SUBARU, a project overseen by the National Astronomical Observatory, is part of a 40 billion yen project begun in 1991. The telescope, the lens of which is 8.3 meters in diameter, was originally scheduled to enter the final phase of instrument tests and adjustment this summer. This phase is known as "first light" because it is the first time that starlight passes through the lens.

"It's unfortunate, but Mitsubishi Electric Corp. contracted Contraves Inc. in Pittsburgh to polish the (primary) mirror, and they've been having administrative problems. ... They've changed names a few times," said Professor Hiroshi Karoji of the National Astronomical Observatory.

The news comes as a disappointment to Japanese astronomers who had flocked to the First Light Symposium in January 1996 and who are eagerly following the telescope's progress.
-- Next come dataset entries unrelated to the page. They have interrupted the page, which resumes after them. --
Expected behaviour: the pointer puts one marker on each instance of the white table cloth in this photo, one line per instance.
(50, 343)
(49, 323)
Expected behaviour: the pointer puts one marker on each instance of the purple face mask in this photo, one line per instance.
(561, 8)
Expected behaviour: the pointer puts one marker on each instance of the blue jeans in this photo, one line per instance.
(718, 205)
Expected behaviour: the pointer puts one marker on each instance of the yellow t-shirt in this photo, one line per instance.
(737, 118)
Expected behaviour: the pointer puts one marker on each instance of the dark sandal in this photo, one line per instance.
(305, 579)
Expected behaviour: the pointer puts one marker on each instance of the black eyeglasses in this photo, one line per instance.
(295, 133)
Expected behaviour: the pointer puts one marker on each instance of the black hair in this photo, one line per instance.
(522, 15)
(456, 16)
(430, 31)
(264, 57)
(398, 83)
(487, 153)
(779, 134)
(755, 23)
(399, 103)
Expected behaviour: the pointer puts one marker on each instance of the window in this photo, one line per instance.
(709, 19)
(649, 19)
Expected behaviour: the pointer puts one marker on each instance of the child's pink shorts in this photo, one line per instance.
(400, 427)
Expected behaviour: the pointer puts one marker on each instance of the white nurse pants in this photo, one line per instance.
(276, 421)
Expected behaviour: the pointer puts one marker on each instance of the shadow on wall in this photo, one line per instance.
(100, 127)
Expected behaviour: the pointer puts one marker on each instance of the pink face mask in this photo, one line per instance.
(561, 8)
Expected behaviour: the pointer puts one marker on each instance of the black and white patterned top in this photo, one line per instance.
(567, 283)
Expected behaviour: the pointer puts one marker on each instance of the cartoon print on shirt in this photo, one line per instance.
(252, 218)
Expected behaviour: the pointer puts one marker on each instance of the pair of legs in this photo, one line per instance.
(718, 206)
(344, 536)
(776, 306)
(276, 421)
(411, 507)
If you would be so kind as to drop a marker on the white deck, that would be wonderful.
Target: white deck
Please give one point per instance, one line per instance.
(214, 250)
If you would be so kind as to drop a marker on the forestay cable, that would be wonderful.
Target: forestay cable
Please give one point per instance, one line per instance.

However, local environmental and religious groups, which have criticized the project as a desecration of the sacred mountain of Mauna Kea and its shrine, are likely to applaud any signs of a delay.

Named after the Japanese name for the star cluster Pleiades, SUBARU marks a leap in astronomy in Japan, whose largest telescope to date has a 1.5-meter lens.

"The delay will not affect the overall schedule," Karoji said. "Different universities have time on the telescope starting in March 2000. The start of observations is inflexible. "It just means all the adjustments will have to be made in a shorter period of time, that's all," he said.

SUBARU will operate in conjunction with the Hawaii Facility of the National Observatory, established in April 1997 at Science Park, University of Hawaii in Hilo as the first Japanese government research institution built outside Japan.